After another spell in Germany in Duisburg with 6 Squadron Royal Corps of Transport he returned to the UK and was posted to SEME Bordon. During his service he completed two tours of Northern Ireland and also visited Belize and Gibraltar as part of the PRE team.
Roger’s running career was curtailed after injuring his leg whilst serving in NI, but he excelled at the sport of rallying. He was awarded Corps colours and became part of the Army team. In one particular event in Scotland, Roger and his navigator came last but were awarded the ‘Spirit of the Rally’ by their fellow competitors. This was due to the fact if they came across a competitor who had gone off the road and were stuck in a ditch they would stop and using an exhaust gas filled air bag tried to get them out.

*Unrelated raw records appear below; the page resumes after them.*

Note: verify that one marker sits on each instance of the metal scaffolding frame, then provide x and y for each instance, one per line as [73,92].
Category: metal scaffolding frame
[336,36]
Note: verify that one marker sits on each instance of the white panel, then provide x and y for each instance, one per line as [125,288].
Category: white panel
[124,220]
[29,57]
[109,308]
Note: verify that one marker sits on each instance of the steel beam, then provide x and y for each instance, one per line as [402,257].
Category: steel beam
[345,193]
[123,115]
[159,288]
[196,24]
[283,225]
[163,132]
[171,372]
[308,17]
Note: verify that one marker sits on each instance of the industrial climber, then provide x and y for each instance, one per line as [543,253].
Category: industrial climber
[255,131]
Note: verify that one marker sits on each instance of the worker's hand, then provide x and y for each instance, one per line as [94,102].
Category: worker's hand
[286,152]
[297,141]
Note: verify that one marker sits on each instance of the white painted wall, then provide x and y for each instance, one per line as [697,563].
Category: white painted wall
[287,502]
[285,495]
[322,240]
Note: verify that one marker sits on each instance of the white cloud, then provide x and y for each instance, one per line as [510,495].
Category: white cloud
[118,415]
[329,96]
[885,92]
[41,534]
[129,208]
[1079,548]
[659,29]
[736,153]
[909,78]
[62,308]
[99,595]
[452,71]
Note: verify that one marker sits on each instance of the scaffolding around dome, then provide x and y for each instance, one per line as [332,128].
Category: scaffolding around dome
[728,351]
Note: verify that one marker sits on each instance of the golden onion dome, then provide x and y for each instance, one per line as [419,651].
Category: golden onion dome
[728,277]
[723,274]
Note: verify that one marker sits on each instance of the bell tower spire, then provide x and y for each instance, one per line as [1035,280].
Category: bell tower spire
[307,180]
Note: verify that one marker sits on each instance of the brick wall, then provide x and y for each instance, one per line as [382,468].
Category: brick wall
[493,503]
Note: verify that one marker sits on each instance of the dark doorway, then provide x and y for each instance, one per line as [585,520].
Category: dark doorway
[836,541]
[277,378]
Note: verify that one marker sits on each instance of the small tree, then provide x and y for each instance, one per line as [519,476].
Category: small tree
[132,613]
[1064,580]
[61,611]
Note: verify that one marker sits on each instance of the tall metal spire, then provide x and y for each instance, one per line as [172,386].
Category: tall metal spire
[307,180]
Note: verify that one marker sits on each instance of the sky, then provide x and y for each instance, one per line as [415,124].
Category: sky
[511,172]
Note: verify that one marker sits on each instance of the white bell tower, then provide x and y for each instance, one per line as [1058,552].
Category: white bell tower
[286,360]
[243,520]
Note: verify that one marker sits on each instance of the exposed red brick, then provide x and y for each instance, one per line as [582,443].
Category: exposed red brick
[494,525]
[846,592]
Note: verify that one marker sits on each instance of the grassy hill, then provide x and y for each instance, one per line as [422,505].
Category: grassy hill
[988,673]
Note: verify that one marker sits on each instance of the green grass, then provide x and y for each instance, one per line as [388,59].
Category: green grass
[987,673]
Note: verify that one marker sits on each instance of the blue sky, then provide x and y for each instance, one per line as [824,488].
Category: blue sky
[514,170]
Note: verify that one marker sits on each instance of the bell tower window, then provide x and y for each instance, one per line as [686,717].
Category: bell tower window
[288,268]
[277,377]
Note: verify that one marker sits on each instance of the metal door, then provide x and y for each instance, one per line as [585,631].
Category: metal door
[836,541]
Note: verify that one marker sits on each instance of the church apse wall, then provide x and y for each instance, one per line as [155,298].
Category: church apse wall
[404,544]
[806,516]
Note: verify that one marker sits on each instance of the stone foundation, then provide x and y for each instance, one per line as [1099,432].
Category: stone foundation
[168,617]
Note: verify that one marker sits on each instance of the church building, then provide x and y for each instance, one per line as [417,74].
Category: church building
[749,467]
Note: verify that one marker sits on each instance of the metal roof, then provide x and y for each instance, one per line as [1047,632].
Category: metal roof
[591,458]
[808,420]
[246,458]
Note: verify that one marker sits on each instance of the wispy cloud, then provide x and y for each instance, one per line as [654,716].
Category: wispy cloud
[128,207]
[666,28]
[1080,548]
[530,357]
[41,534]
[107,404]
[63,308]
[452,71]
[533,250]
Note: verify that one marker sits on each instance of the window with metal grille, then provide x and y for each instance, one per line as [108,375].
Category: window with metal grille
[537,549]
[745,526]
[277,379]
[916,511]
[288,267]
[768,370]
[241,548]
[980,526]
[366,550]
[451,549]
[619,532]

Whilst working at Bordon Roger instructed on short courses for stripping, assembling and conducting Battle damage repair for the modified ‘pinkie’ Land Rovers. His can do attitude was rewarded with a number of invites to Hereford.
Roger lived and breathed the Corps and was soon involved with the fledgling Museum vehicle collection housed at Bordon. Roger attended shows all over the country and sometimes abroad displaying vehicles from the collection and proudly promoting the Corps and Museum. He even managed to get a five year continuation of service and was given the task of looking after the Museum’s collection. Having spent so long working for SEME, Roger’s mischievous side came to the fore once again. He decided to create a parking sign labelled LSEME to reserve a space at the WO and Sgts’ Mess. It was years before anyone asked why he had his own spot and what it stood for, to which he replied, “Longest Serving member of SEME”.
SSgt Jones speaks with REME’s Colonel in Chief, HRH Prince Phillip, during the opening of the Vehicle Hall named in his honour, 1997. E:09.0994.015
He left the Army in 1994 after a career spanning 30 years. His time serving the Corps and Museum was not over, he immediately became a Civil Servant employed as a vehicle fitter at SEME Bordon. Roger was quickly seconded to the Museum and carried on looking after the collection. His outstanding contribution to promoting the Museum and Corps was recognised in 2005 when he was awarded an MBE, something he was rightly proud of.
When the Corps relocated to Lyneham and Roger’s post as a Civil Servant was taken as a cost saving measure, his knowledge of the collection coupled with his enthusiasm and can do attitude meant he was soon reemployed as a Corps employee and continued his work at Lyneham.
If you ever met Roger, you would quickly discover what a truly helpful and generous character he was. His desire to help others saw him become a member of the Bucknell Lodge of Freemasons, raising significant funds for charities. Roger rose to the esteemed rank of Past Provincial Duty Grand Registrar and he held the appointment of Director of Ceremonies.
Although a Vehicle Mechanic, recovery was very dear to his heart and his close association with this trade group resulted in him being made an honorary Recovery Mechanic. He was even invited to attend the march past at the Cenotaph in 2019 as part of the RBL Recovery Mechanics branch.
Roger was one of kind, there is so much more that could be said about him: his hoarding, his socialising, his own amazing personal military collection. He was a great ambassador for the Corps and Museum for 57 years. He was a true gentleman, a real character and a fantastic friend to many, he will be greatly missed.